J’avais ainsi grandi avec cette réalité et il était impensable pour moi de sortir en n’étant pas « coiffée ». Je me souviens en particulier d’un été où mes cousins m’avaient proposé d’aller jouer dehors. Alors que j’en avais clairement envie, j’avais fermement refusé parce que je ne pouvais pas sortir avec mes cheveux à l’air libre. Bref, je me comportais comme si mes cheveux n’étaient pas légitimes d’exister.

C’est seulement à mes 16-17 ans, après un long travail d’acceptation, que j’ai arrêté le défrisage et que j’ai enfin osé sortir de chez moi sans rajouts, les cheveux naturels au vent. Je ne remercierai jamais assez toutes les créatrices de contenu noires qui m’ont donné la force de sauter le pas.
Toutefois aujourd’hui, presque 10 ans plus tard, je sais que je ne suis pas encore tout à fait libérée des stigmates assignés aux cheveux crépus. Certes, je ne me prive plus de sortir avec mes cheveux naturels mais à chaque fois que je me rends à un lieu où on l’attend de moi que je sois particulièrement belle, élégante et présentable, mes peurs ressurgissent car j’ai intériorisé l’idée que ces trois mots ne rimaient pas avec cheveux crépus. Mon premier réflexe sera donc de chercher une coiffure avec des rajouts pour me rapprocher le plus possible des normes de la société. Lorsque je regarde autour de moi, malheureusement tout tend à valider ce triste constat. Du haut de mes 25 ans, je n’ai vu que rarement des femmes noires arborer leurs cheveux crépus sur un tapis rouge, le jour de leur mariage ou lors d’une autre grande occasion.

De plus, si la société est aujourd’hui plus ouverte aux cheveux crépus, elle n’en reste pas moins très exigeante. Évidemment, toutes les femmes subissent des injonctions à la beauté mais pour les femmes aux cheveux crépus, la course à la perfection est encore plus ardue puisque nos cheveux sont ceux qui s’éloignent le plus des standards de beauté occidentaux. Pour échapper à toute réprobation, les cheveux crépus doivent ainsi être les plus longs possible, les plus volumineux possible, avec en supplément des boucles apparentes bien définies.

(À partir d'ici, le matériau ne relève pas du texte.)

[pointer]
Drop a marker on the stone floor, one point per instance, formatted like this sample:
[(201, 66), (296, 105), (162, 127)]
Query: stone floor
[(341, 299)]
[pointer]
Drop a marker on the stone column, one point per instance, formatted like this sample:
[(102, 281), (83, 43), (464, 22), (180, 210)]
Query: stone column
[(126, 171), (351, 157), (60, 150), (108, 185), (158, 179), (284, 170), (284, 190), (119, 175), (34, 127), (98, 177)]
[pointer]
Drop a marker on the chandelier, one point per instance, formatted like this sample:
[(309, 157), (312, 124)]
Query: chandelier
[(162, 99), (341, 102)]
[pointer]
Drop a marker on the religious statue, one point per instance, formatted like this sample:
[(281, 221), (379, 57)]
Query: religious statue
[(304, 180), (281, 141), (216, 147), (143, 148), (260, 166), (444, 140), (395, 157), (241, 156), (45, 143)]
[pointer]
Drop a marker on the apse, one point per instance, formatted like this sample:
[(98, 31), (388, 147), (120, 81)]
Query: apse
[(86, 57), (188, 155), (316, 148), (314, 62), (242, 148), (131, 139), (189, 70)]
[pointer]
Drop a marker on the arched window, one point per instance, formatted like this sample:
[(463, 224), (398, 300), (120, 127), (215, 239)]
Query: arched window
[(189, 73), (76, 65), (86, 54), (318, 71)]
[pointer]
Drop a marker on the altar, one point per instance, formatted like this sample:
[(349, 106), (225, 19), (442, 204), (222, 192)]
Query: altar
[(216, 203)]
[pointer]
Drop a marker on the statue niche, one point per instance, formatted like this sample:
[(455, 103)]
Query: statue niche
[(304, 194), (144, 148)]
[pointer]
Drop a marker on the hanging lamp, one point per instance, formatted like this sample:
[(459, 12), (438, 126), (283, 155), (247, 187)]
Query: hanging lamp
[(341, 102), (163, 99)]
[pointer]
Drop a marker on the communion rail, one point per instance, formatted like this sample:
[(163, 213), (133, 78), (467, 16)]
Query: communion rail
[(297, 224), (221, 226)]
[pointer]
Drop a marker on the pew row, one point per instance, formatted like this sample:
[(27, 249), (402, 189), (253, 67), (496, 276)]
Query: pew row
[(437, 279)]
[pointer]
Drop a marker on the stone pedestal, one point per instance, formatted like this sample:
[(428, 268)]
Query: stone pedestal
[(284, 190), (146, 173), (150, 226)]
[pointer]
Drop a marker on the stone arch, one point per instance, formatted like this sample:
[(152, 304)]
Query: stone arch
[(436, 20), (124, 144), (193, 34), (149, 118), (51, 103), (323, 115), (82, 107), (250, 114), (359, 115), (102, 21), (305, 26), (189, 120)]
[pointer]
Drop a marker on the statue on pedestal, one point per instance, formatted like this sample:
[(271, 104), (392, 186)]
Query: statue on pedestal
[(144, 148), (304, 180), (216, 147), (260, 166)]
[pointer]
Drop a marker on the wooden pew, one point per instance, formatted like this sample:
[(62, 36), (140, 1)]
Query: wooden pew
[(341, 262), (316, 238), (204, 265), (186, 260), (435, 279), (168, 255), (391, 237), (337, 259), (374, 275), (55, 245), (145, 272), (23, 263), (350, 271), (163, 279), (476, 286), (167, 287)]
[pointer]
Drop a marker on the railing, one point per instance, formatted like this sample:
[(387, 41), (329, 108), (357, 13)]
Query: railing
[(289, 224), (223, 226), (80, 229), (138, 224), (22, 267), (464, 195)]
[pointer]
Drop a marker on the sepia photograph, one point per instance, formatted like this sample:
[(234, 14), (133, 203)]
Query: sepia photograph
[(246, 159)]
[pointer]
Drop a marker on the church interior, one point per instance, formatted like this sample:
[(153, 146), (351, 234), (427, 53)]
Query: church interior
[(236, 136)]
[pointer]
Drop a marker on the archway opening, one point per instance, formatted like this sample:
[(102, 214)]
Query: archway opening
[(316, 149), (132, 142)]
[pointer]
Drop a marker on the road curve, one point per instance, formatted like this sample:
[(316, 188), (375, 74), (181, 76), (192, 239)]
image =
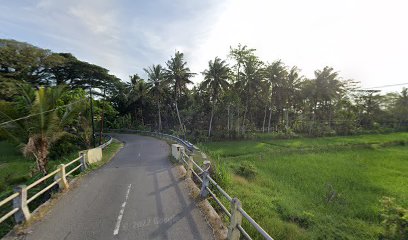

Ces critères rigides nous empêchent d’aimer nos cheveux crépus dans tous leurs états. Par exemple, il est encore peu commun de voir des cheveux crépus shrinkés (c’est-à-dire rétrécis, notamment après avoir été en contact avec l’eau) sur les réseaux sociaux ou sur d’autres médias tandis qu’il est tout à fait banal de voir des cheveux lisses mouillés.
Par conséquent, notre charge pour se conformer aux normes de beauté est d’autant plus lourde. Il faut compter le temps passé à dessiner nos baby hair et à plaquer nos cheveux pour les « discipliner », le temps passé à définir nos boucles et à trouver milles et une techniques pour accélérer la pousse de nos cheveux, le temps passé à se préoccuper de savoir si nos cheveux sont suffisamment bien… Ajoutons à cela tous les coûts liés au fait de rendre nos cheveux plus acceptables.
Dernièrement, j’ai lu un article du Washington post qui traite des injections de botox auxquelles ont recours certaines femmes noires pour empêcher leur baby hair de friser. Il s’agit selon moi d’un signe supplémentaire de la pression sociale qui pèse sur les cheveux crépus. Certains et certaines diront que cette charge s’explique par la nature même du cheveu crépu qui exigerait beaucoup d’entretien. Néanmoins, je me demande sincèrement si une grande partie de cette charge ne nous est pas imposée par la société qui peine encore à accepter nos cheveux dans tous leurs états. Le tweet ci-dessous de la bloggeuse BlackBeautyBag me rappelle qu’on a longtemps alimenté le mythe du cheveu crépu maudit en nous faisant croire qu’il requérait des soins interminables.
Pour ma part, j’aimerais être plus insouciante vis-à-vis de mes cheveux. Je me suis punie pendant très longtemps pour ne pas avoir les « bons cheveux » en m’empêchant de sortir comme si j’étais un être bizarre. Ma revanche aujourd’hui serait d’embrasser pleinement ma nature de cheveux. Accepter le fait qu’ils défient la gravité, qu’ils shrinkent, qu’ils sont courts et fins, qu’ils peuvent incarner la féminité, qu’ils peuvent être décoiffés tout comme très élégants… ! En quelques mots, m’autoriser à les porter librement.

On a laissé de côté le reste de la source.